Project Summary Chronic kidney disease (CKD) affects ~15% of the U.S. population. Although a broad range of insults initiate kidney injury, fibrosis is a hallmark of all forms of progressive CKD. In spite of advances in delineating pathways that contribute to kidney fibrosis, there are no specific treatments for this serious disorder. TGF-β signaling is a central mediator of fibrosis in multiple tissues making it an attractive therapeutic target. However, because these cytokines have a wide range of roles in human physiology and pathology, the challenge has been to find a therapeutic strategy that is selective for the diseased target tissue to improve efficacy and safety profiles. A promising approach is to disrupt TGF-β activation in the injured tissue. TGF-β is secreted as a latent, inactive complex that is sequestered in high concentrations in the extracellular matrix. A critical step in the regulation of TGF-β signaling is activation of the latent complex by binding of alpha v (αv) integrins to lysine-glycine-aspartic acid (RGD) motifs. In Aim 1 of this proposal, we will determine if a novel small molecule RGD peptidomimetic inhibitor of TGF-β activation will reduce kidney fibrosis in mouse models of nephrotoxicity, ischemia and urinary tract obstruction. Our preliminary studies indicated that this compound is safe and effective and thus a highly promising candidate for future translational studies in patients. Developing effective treatments for kidney disease requires increased knowledge about molecular mechanisms that drive progressive fibrosis of the organ. Myofibroblasts, derived from peri-vascular mesenchymal progenitor cells are the principal source of extracellular matrix deposition in organ fibrosis. However, the cellular and molecular pathways that control the formation of these cells in response to injury are not well understood. In Aim 2, we will investigate the molecular mechanisms by which alpha v (αv) integrins regulate the proliferation and differentiation of myofibroblasts after injury. These pre-clinical studies will advance knowledge about mechanisms of organ fibrosis and have the potential to identify a novel therapeutic strategy to treat chronic kidney disease in veterans.

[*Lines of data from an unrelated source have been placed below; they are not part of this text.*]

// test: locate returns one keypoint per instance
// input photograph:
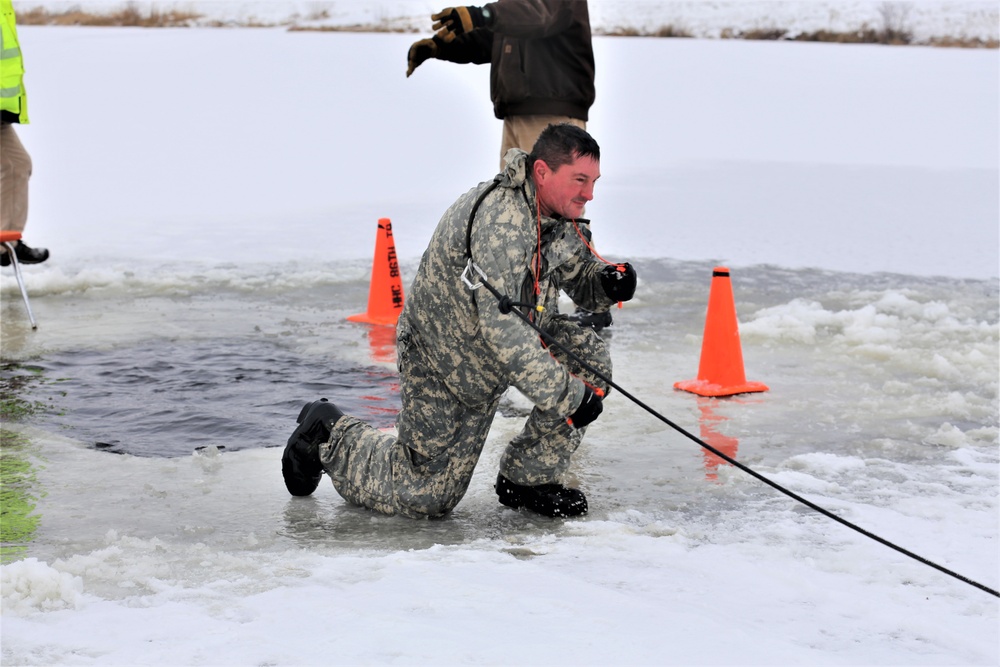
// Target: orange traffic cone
(720, 372)
(385, 295)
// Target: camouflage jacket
(477, 351)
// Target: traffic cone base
(720, 372)
(385, 294)
(706, 388)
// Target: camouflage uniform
(458, 354)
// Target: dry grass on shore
(893, 32)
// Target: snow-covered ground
(698, 18)
(210, 207)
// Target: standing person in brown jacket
(541, 70)
(540, 55)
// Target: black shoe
(25, 254)
(300, 464)
(595, 321)
(553, 500)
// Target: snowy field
(211, 210)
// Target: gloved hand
(453, 21)
(420, 51)
(589, 409)
(618, 281)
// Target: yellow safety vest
(13, 98)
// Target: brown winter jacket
(542, 60)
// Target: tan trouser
(522, 131)
(15, 170)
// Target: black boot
(300, 464)
(553, 500)
(25, 254)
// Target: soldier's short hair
(561, 143)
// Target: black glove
(453, 21)
(590, 408)
(618, 281)
(420, 51)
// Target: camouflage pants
(426, 469)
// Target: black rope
(506, 302)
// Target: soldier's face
(566, 190)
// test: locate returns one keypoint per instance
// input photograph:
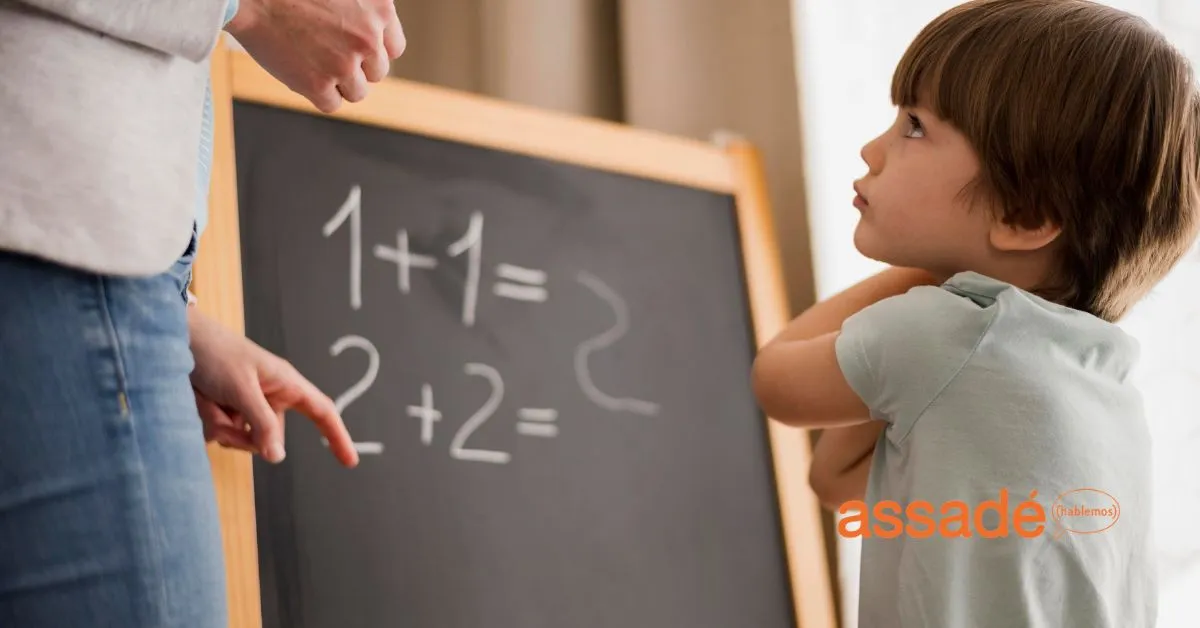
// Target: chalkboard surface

项目摘要 慢性肾脏病（CKD）影响约15%的美国人口。虽然大范围的侮辱 在引发肾损伤时，纤维化是所有形式进行性CKD的标志。尽管在描绘 由于肾脏纤维化是通过多种途径导致的，因此对于这种严重的疾病没有特定的治疗方法。 TGF-β信号传导是多种组织中纤维化的中心介质，使其成为有吸引力的治疗靶标。 然而，由于这些细胞因子在人类生理学和病理学中具有广泛的作用， 挑战在于找到一种治疗策略，该治疗策略对于患病的靶组织是选择性的， 疗效和安全性特征。一种有希望的方法是破坏损伤组织中的TGF-β活化。TGF-β是 作为潜伏的、无活性的复合物分泌，其以高浓度螯合在细胞外基质中。一 调节TGF-β信号传导的关键步骤是通过结合α v（αv）激活潜在复合物， 整联蛋白与赖氨酸-甘氨酸-天冬氨酸（RGD）基序。在本提案的目标1中，我们将确定一部小说是否 TGF-β激活的小分子RGD肽模拟抑制剂将减少小鼠模型中的肾纤维化 肾毒性、局部缺血和尿路梗阻。我们的初步研究表明这种化合物 是安全和有效的，因此是一个非常有前途的候选人，为未来的翻译研究的患者。 开发有效的肾脏疾病治疗方法需要增加有关分子生物学的知识， 导致器官纤维化的机制。肌成纤维细胞，来源于血管周围 间充质祖细胞是器官纤维化中细胞外基质沉积的主要来源。 然而，控制这些细胞响应于损伤而形成的细胞和分子途径是 没有很好地理解。在目标2中，我们将研究α v（αv）整合素 调节损伤后肌成纤维细胞的增殖和分化。 这些临床前研究将促进对器官纤维化机制的了解， 有可能确定一种新的治疗策略来治疗退伍军人的慢性肾病。